NEW YORK – In the immediate aftermath of the 2008 global financial crisis, policymakers’ success in preventing the Great Recession from turning into Great Depression II held in check demands for protectionist and inward-looking measures. But now the backlash against globalization – and the freer movement of goods, services, capital, labor, and technology that came with it – has arrived.

This new nationalism takes different economic forms: trade barriers, asset protection, reaction against foreign direct investment, policies favoring domestic workers and firms, anti-immigration measures, state capitalism, and resource nationalism. In the political realm, populist, anti-globalization, anti-immigration, and in some cases outright racist and anti-Semitic parties are on the rise.

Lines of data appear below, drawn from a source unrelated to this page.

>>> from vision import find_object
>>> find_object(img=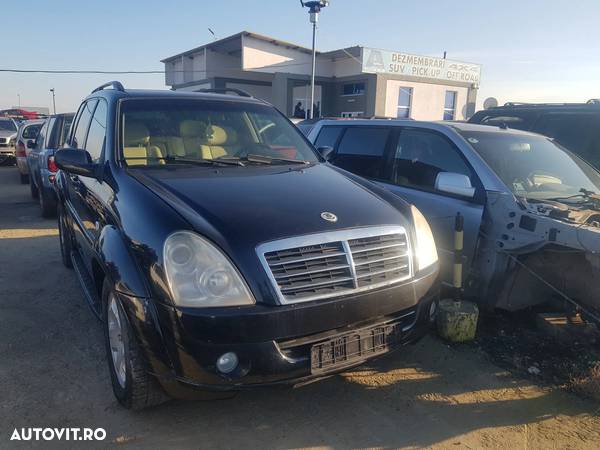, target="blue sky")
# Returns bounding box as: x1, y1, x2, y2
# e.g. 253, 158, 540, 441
2, 0, 599, 112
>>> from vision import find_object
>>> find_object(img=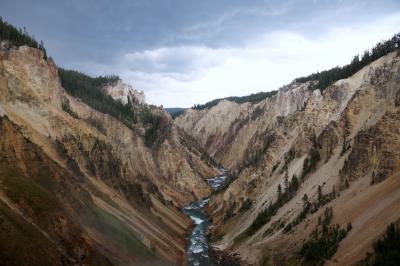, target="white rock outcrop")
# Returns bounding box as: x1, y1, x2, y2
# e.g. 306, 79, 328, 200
104, 80, 145, 104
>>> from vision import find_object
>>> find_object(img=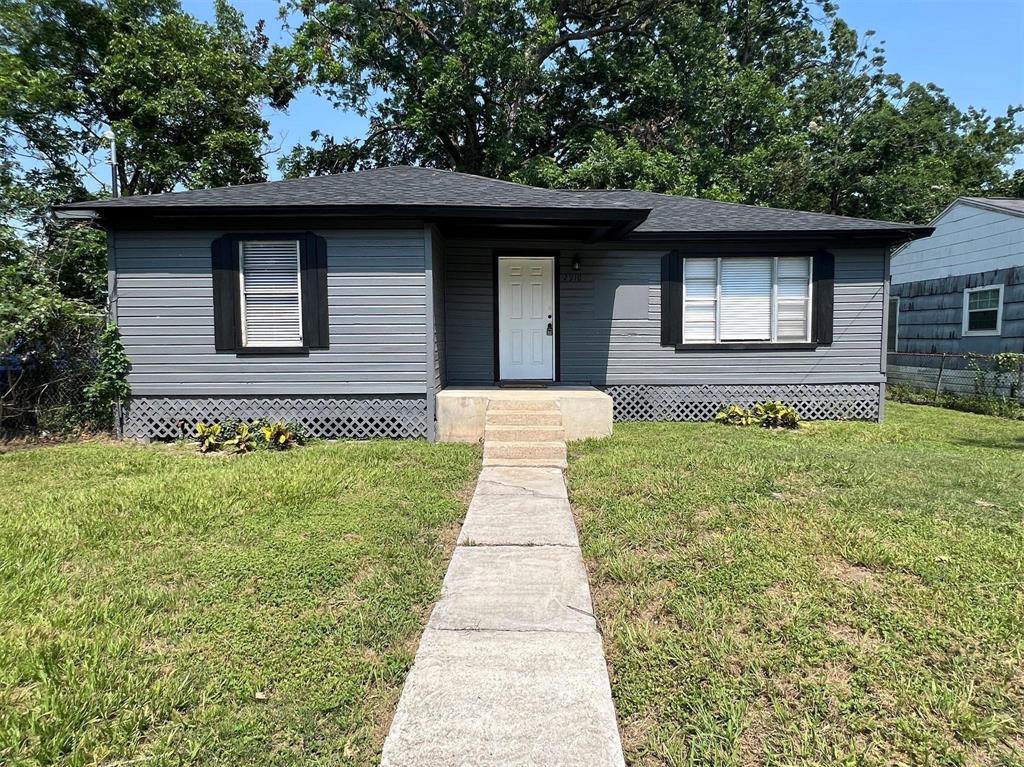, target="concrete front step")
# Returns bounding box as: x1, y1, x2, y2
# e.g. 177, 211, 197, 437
486, 398, 563, 412
484, 425, 566, 443
485, 409, 563, 426
483, 456, 568, 469
484, 440, 567, 461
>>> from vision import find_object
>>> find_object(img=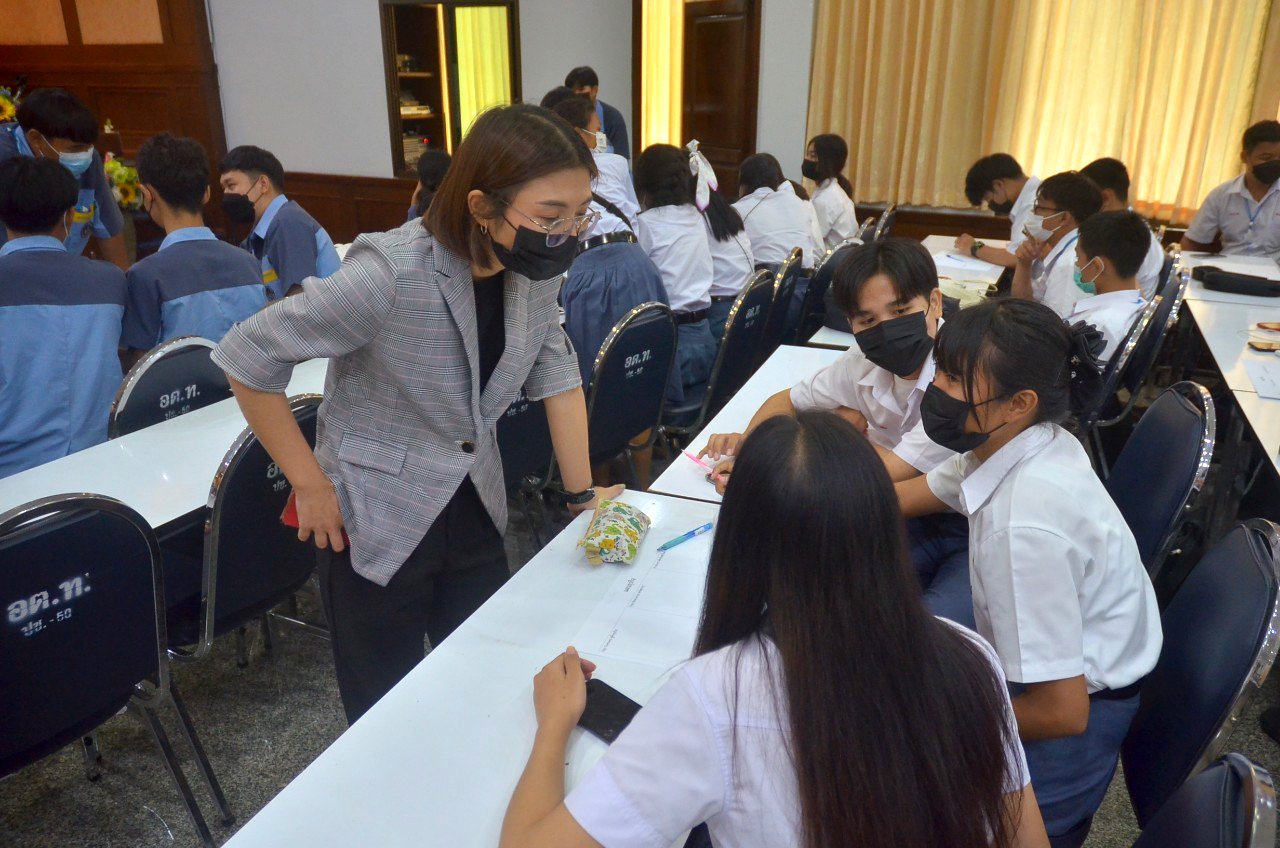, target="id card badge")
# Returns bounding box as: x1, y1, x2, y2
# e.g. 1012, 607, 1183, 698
63, 199, 95, 254
262, 267, 280, 299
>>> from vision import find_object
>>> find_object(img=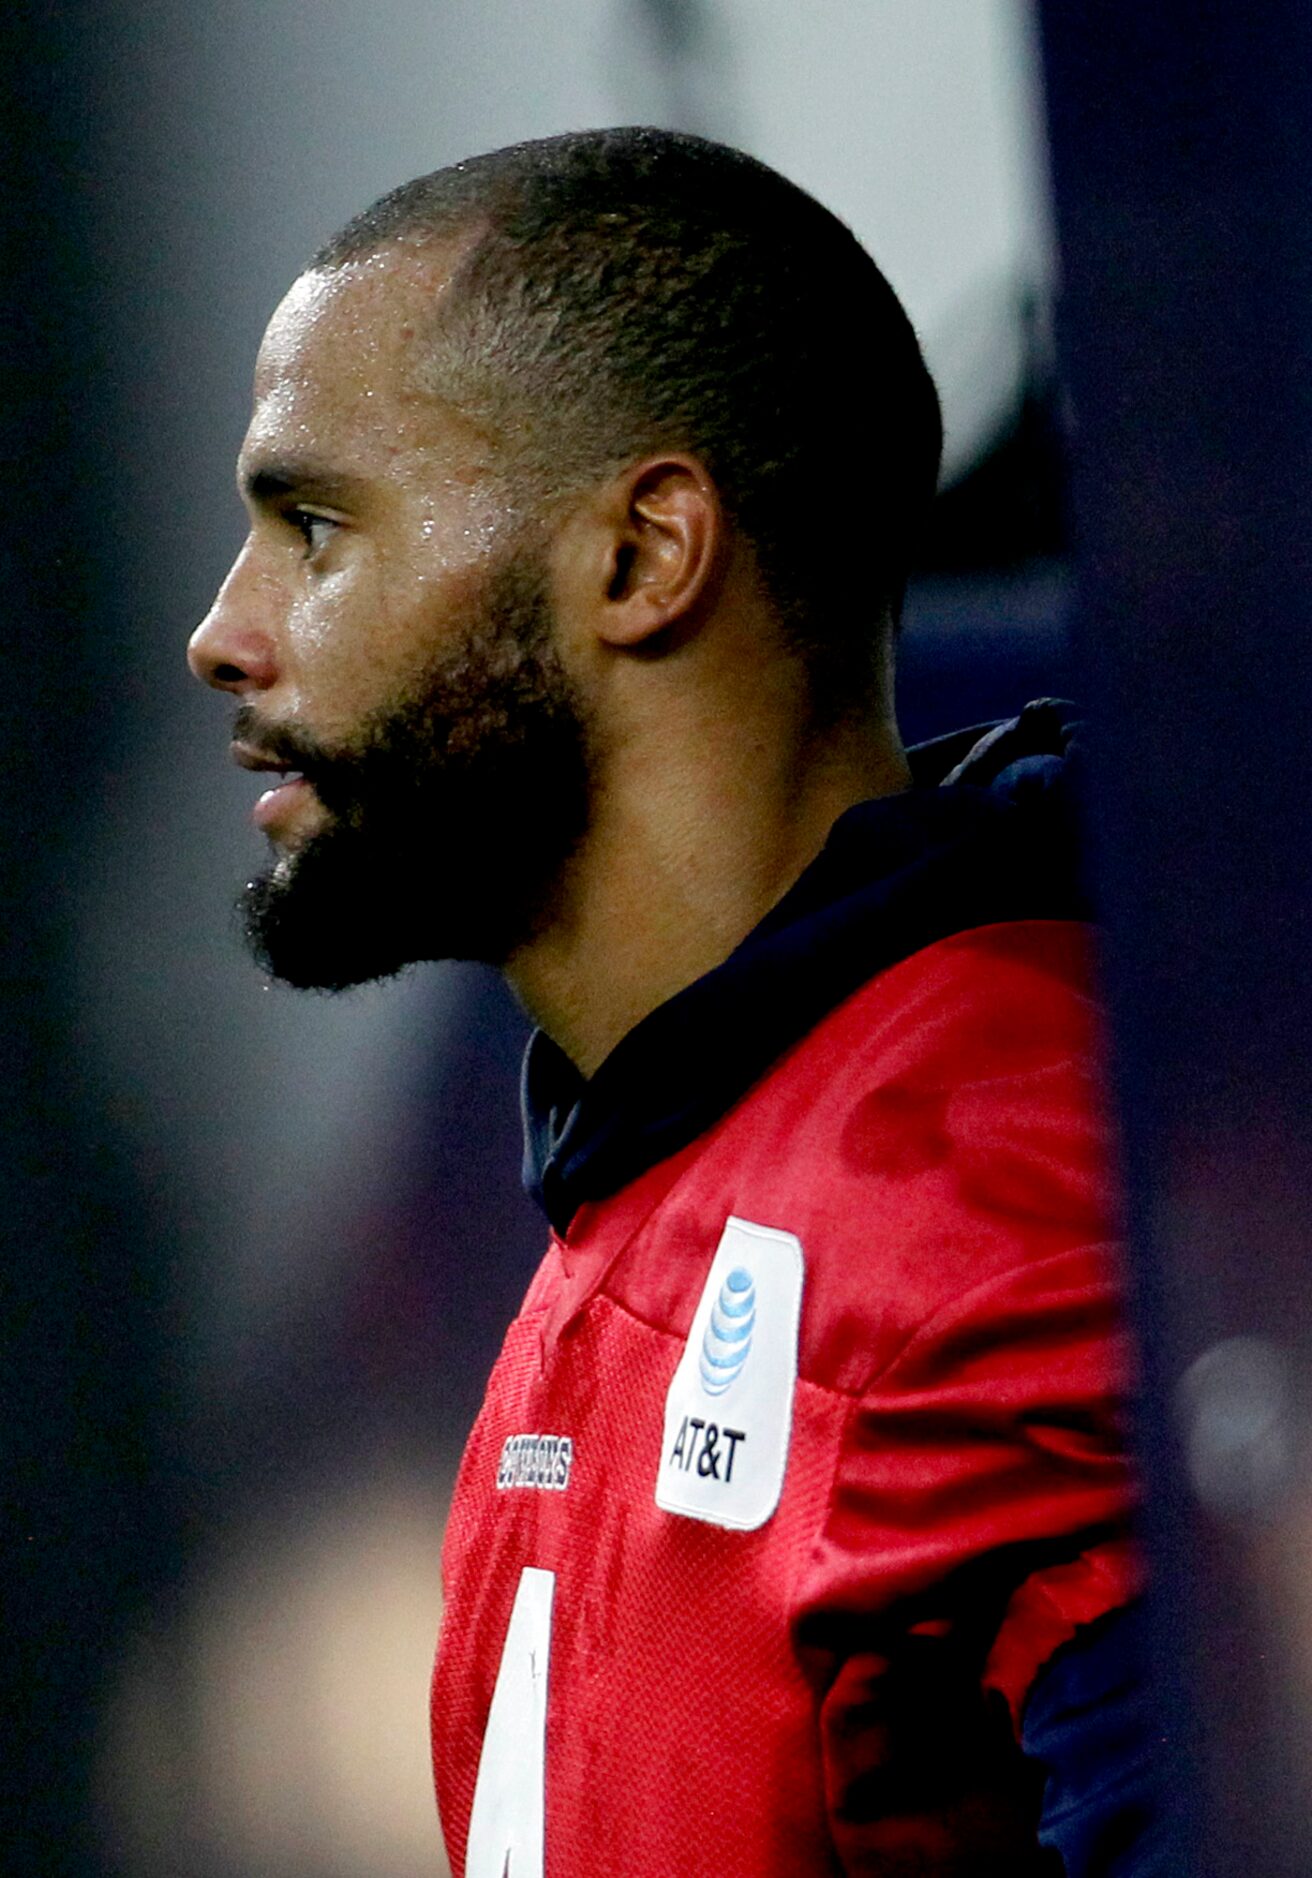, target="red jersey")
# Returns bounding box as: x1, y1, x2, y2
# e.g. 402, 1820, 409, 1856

These forces loathe the alphabet soup of supra-national governance institutions – the EU, the UN, the WTO, and the IMF, among others – that globalization requires. Even the Internet, the epitome of globalization for the past two decades, is at risk of being balkanized as more authoritarian countries – including China, Iran, Turkey, and Russia – seek to restrict access to social media and crack down on free expression.

The main causes of these trends are clear. Anemic economic recovery has provided an opening for populist parties, promoting protectionist policies, to blame foreign trade and foreign workers for the prolonged malaise. Add to this the rise in income and wealth inequality in most countries, and it is no wonder that the perception of a winner-take-all economy that benefits only elites and distorts the political system has become widespread. Nowadays, both advanced economies (like the United States, where unlimited financing of elected officials by financially powerful business interests is simply legalized corruption) and emerging markets (where oligarchs often dominate the economy and the political system) seem to be run for the few.